Simulating the 2017 Solar Eclipse From Anywhere in the U.S.

June 4, 2019 |

This is one of my all-time favorite projects at TIME: A precisely accurate simulation of the total solar eclipse that traversed the entire continental United States on August 21, 2017, tracing a path in the umbra zone that totaled 174,250 square miles by our calculation. It was the event of the summer, and we wanted to reproduce what it would look like from anywhere.

The following interactive is a demo of an interactive simulation I created for TIME.com in August 2017. You can view the complete original version here.

What was so much fun about the project was that it came together through the most literal means possible: Calculating the precise coordinates of the Earth, Moon and Sun on August 21, 2017, feeding those coordinates into a live 3D simulation powered by THREE.js, and then placing the camera at any given point in the country and pointing it upward. While this demo is in a fixed spot, the live version allows one to search for any location or ZIP code.

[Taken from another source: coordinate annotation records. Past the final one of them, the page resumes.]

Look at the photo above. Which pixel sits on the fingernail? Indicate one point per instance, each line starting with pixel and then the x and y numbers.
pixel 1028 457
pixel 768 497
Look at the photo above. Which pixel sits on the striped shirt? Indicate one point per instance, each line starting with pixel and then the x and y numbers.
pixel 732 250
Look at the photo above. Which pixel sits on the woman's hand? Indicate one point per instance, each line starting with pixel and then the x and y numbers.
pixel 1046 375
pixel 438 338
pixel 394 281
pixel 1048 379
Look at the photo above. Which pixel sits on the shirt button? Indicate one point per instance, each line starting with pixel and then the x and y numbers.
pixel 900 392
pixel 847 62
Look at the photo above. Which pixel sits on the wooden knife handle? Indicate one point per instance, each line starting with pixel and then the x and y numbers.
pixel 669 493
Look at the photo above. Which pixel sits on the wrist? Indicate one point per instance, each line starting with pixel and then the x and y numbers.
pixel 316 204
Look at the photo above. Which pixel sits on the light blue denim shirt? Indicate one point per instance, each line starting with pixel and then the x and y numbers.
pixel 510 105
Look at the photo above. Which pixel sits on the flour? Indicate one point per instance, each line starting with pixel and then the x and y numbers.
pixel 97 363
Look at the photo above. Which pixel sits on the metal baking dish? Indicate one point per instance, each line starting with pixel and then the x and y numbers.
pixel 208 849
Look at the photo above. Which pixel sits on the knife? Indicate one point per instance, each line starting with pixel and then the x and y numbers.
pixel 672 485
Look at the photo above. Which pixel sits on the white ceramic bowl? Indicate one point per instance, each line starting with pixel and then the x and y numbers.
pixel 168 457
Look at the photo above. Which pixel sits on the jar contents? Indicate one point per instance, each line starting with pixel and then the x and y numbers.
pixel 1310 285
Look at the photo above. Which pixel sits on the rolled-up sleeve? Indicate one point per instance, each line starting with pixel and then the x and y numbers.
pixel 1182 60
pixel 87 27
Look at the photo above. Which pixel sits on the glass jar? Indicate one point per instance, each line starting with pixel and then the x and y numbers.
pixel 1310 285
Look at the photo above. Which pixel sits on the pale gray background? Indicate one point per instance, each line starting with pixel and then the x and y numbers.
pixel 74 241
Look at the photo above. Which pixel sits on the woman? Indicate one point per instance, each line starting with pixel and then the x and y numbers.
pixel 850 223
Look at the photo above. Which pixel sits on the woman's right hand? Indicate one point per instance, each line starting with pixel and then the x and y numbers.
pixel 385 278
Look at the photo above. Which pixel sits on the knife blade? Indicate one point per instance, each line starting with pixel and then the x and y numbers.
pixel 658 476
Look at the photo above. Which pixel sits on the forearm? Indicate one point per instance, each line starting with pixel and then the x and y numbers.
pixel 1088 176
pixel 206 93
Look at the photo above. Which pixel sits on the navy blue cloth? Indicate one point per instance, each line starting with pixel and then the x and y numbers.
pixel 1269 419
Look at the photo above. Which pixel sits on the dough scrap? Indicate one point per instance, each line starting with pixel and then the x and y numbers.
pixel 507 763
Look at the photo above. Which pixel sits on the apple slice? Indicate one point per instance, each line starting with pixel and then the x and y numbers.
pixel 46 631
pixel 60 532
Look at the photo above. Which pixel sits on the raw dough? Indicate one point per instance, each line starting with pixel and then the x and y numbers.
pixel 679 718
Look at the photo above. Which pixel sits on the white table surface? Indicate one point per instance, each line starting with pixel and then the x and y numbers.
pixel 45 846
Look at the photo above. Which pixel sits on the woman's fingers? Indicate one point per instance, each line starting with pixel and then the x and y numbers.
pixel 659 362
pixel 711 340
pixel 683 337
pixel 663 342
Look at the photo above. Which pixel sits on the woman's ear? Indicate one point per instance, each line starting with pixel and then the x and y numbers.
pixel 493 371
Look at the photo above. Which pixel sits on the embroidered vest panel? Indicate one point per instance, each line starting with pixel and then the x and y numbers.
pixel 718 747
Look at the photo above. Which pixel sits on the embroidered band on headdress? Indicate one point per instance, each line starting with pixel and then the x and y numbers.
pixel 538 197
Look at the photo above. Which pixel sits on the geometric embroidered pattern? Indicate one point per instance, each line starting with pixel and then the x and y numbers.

Getting the precise coordinates of the three celestial bodies didn't require any orbital mechanics (on my end). NASA publishes and incredibly sophisticated toolkit called SPICE that allows one to pull extremely precise celestial coordinates of planets, moons, spacecraft, and a whole host of other objects relative to other objects. (Remember: There is no absolute coordinate system in outer space!)

Fortunately, there is also a mature, well-documented Python library called SpiceyPy that vastly facilitates retrieving this data. If you're interested, I recommend their great tutorial on downloading and visualizing the Cassini spacecraft's position relative to Saturn.

Here's the position of the Moon, relative to Earth, in the month of August 2017, including the day of the eclipse in orange:

Calculating the coordinates accurately did involve some knowledge of astrophysics, since the Sun is so distant that the 3D engine has to account for the 8.3 minutes required for its light to reach the Earth. I'm eternally grateful to the good citizens on the StackExchange astronomy channel.

This was my first significant foray into 3D simulation, which is a fairly different style of visualization since one is simultaneously the architect, director and engineer of the animation. If you're interested in programmatic animation, I don't recommend starting in outer space, where a marginal shift in camera angle can make everything on the screen vanish.

What I found so stunning was that the THREE.js engine was so sophisticated that it could scale the Sun, which had a unitless radius of 695,700, to almost exactly the size of the Moon (radius 1,737) because it was positioned at a distance of 149597870.7 from Earth. In other words, there was no need to artificially scale the objects.

Probably the most difficult part of the project was learning just enough OpenGL to write a ShaderMaterial to emulate the Sun's halo, which permeates the Moon's complete occlusion. That was a steep learning curve since it uses a different language.

It was all worth it: On the day of the eclipse, TIME paid for a colleague and I to rent a four-seater to fly to Greensville, S.C., the closest general aviation airport inside the umbra zone, where we saw the complete eclipse (and hence the reason I chose Greenville for the demo). I took the following photo at 2:17 p.m. EDT. You can be the judge, but I believe it matches the simulation at that time perfectly.